Mexico has achieved universal participation in primary education and it has expanded the levels of participation in secondary and post-secondary levels of schooling. However, it is becoming increasingly difficult to ignore that approximately five out of ten individuals aged 15-17 attend upper secondary education even though attendance at this educational level is compulsory since 2012 (INEE, 2014).In addition, around 14 out of 100 persons who enter upper secondary education dropout from schools, usually during the first year of studies (INEE, 2014). All these facts have heightened the need for examining the factors influencing participation in higher educational stages in the education system of Mexico.

In this Latin American country, much of the analysis of the dropout phenomenon has relied on census and household surveys such as theNational Housing and Population Census and the National Survey on Occupation and Employment.  Although these surveys have offered important insights to study dropout from upper secondary education at the national level, they are limited to identify a broad range of influences on school dropout. Furthermore, previous studies carried out worldwide have reported that secondary school dropout and completion are usually influenced by several factors; e.g. social, individual and school variables (Lamb and Markussen, 2011; Rumberger and Thomas, 2000; Bassi, et al., 2014). However, less attention has been paid to examine the role of human agency dimensions and the effects of different sources of institutional differentiation using national survey data as it is intended in this paper. Most importantly, little efforts have been made to explain the dropout phenomenon drawing on an interdisciplinary theoretical perspective.

The main purpose of this paper is to examine what are the factors influencing the probabilities of completing  instead of dropping out from upper secondary schools in Mexico. An interdisciplinary theoretical framework composed of the capability approach and sociocultural reproduction theory  is used to operationalize key concepts and to provide possible explanations of persons’ decisions to participate in upper secondary education. Drawing on the capability approach it is argued that, human agency, preferences and rationality have influence on educational decision-making. From Bourdieu’s sociocultural reproduction theory, educational choices are not freely made because they are determined by cultural and socioeconomic constraints.
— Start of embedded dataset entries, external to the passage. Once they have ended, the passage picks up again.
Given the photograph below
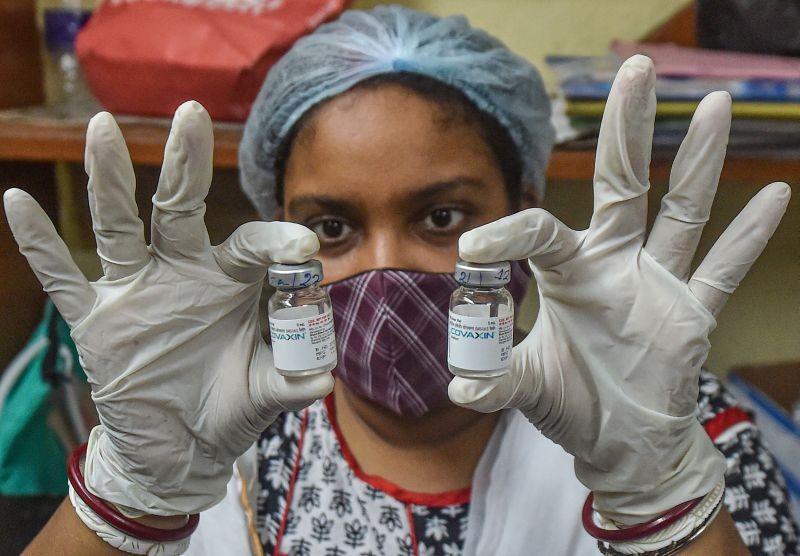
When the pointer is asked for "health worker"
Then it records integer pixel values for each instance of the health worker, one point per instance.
(388, 144)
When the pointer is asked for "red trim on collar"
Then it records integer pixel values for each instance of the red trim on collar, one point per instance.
(725, 420)
(437, 500)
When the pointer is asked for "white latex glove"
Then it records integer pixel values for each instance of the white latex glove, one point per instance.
(610, 370)
(169, 337)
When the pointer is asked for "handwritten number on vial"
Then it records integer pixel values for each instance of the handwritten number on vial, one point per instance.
(310, 279)
(502, 274)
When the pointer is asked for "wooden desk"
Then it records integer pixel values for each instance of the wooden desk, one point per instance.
(35, 135)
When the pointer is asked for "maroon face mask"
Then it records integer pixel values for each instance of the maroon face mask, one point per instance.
(391, 335)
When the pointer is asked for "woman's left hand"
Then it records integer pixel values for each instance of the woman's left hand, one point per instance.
(610, 369)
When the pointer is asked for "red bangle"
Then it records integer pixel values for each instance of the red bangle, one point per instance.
(637, 531)
(113, 517)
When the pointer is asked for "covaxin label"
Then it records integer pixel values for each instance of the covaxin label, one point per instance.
(302, 344)
(480, 343)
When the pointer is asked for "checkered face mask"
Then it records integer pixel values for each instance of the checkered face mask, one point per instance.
(391, 335)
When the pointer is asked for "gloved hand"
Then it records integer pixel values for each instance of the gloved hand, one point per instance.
(610, 369)
(169, 337)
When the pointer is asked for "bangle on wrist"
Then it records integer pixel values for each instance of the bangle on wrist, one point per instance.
(113, 517)
(637, 531)
(667, 534)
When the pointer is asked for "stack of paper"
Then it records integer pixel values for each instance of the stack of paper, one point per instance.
(765, 91)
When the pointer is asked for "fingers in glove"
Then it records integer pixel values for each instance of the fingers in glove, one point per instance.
(294, 393)
(48, 256)
(623, 155)
(692, 185)
(245, 255)
(118, 231)
(485, 395)
(533, 234)
(739, 246)
(178, 228)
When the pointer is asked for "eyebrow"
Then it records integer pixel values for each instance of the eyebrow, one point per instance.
(344, 206)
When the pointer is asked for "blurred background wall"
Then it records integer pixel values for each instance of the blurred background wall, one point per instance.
(535, 28)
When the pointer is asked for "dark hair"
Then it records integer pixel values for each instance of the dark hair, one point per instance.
(454, 105)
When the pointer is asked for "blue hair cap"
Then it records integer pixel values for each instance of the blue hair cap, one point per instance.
(393, 39)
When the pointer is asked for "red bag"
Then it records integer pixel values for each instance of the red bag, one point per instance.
(148, 56)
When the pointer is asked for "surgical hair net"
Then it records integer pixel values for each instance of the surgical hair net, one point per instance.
(393, 39)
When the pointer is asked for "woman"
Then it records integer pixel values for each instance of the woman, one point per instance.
(403, 141)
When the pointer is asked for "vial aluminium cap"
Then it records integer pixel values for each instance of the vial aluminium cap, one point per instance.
(486, 274)
(295, 276)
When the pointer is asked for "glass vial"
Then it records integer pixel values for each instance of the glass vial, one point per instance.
(300, 320)
(481, 323)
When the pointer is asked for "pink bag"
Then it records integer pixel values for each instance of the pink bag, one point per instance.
(148, 56)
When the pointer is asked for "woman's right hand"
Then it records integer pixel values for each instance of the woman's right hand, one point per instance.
(169, 337)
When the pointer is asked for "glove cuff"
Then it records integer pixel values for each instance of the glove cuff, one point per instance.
(134, 494)
(696, 473)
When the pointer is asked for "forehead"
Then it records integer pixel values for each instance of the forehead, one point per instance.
(384, 143)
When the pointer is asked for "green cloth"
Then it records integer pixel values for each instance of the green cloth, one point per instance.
(32, 460)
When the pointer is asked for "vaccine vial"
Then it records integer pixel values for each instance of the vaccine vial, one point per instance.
(300, 320)
(481, 322)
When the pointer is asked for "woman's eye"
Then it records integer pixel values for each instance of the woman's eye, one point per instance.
(330, 229)
(444, 219)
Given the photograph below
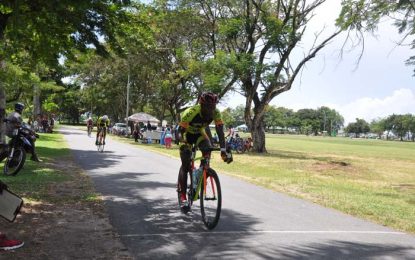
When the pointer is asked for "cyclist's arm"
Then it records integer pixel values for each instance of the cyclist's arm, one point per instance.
(181, 130)
(219, 128)
(221, 135)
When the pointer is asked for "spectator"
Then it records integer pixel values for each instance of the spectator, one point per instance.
(5, 243)
(45, 124)
(231, 134)
(162, 134)
(52, 123)
(168, 138)
(30, 122)
(137, 132)
(15, 121)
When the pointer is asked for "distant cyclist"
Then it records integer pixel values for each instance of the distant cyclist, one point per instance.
(102, 124)
(192, 130)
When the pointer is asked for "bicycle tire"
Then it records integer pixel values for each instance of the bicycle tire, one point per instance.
(13, 166)
(100, 145)
(189, 191)
(213, 197)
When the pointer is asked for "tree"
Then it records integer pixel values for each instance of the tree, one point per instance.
(260, 37)
(366, 15)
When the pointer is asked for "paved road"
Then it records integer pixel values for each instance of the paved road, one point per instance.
(139, 189)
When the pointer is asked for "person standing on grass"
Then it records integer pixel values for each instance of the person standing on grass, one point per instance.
(14, 120)
(5, 243)
(168, 138)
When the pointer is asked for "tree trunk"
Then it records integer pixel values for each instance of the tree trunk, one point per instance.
(36, 101)
(258, 135)
(2, 109)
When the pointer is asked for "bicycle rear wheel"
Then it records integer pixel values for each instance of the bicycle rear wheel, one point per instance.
(13, 165)
(211, 199)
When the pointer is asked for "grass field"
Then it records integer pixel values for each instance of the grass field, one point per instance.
(33, 182)
(371, 179)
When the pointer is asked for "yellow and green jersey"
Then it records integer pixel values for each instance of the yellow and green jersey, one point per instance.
(194, 123)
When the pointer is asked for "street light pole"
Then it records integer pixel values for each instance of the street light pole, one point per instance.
(128, 96)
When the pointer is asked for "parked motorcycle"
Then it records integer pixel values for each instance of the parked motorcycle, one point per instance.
(17, 148)
(236, 144)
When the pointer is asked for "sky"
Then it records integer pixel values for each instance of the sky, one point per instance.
(379, 86)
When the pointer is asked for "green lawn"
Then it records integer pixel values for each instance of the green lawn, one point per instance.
(35, 180)
(371, 179)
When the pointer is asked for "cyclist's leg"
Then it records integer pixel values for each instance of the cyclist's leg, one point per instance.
(105, 134)
(98, 132)
(204, 144)
(185, 156)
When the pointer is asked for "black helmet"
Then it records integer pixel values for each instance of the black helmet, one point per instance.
(208, 98)
(19, 107)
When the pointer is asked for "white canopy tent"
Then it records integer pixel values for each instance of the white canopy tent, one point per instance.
(143, 117)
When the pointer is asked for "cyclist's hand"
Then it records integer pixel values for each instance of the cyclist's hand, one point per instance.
(226, 155)
(2, 186)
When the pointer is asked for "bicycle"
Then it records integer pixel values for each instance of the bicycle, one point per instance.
(100, 145)
(207, 189)
(89, 130)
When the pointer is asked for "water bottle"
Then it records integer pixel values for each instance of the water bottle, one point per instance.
(196, 175)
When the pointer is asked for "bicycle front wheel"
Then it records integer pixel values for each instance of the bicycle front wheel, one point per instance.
(210, 199)
(13, 164)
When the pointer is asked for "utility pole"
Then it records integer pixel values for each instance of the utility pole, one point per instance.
(128, 96)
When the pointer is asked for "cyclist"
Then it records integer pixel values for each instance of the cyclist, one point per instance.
(192, 130)
(231, 134)
(102, 125)
(89, 124)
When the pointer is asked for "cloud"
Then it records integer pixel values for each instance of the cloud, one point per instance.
(402, 101)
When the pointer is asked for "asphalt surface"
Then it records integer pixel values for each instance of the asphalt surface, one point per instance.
(139, 188)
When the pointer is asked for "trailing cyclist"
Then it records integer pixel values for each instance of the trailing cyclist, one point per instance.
(102, 124)
(14, 120)
(192, 130)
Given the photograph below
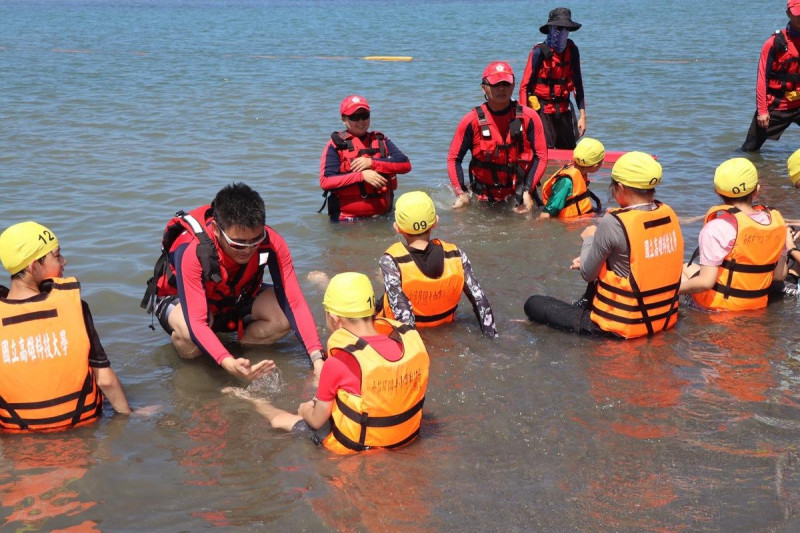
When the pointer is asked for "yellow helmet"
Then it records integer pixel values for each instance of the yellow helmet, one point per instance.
(349, 295)
(793, 165)
(638, 170)
(24, 243)
(414, 212)
(735, 178)
(589, 152)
Thus, drawing on the integrative theoretical framework two hypotheses are formulated and tested using national survey data for Mexico: The  First School Dropouts Survey, 2011. The investigation adopts a quantitative methodology which includes the estimation of binomial  logistic regression models.

The results of this study indicate that the chances of completing upper secondary education are associated with several factors: structural factors (social origin, gender, ethnicity); the type of institution attended in upper secondary education; human agency dimensions (degree of freedom to choose school); individual preferences towards schooling and with experiences in school (grades, access to scholarship and risk events). Therefore, the empirical evidence of this paper supports research hypotheses from Sen’s and Bourdieu´s approaches.  Regarding the first hypothesis, it is proved that human agency  is not only intrinsically valuable but also instrumentally important for reaching higher levels of schooling. Finally, although the findings of this study also prove Bourdieu´s arguments that socioeconomic and cultural resources are valuable for moving ahead in the educational career, this paper also challenges Bourdieu´s view on the role of freedom of choice in education.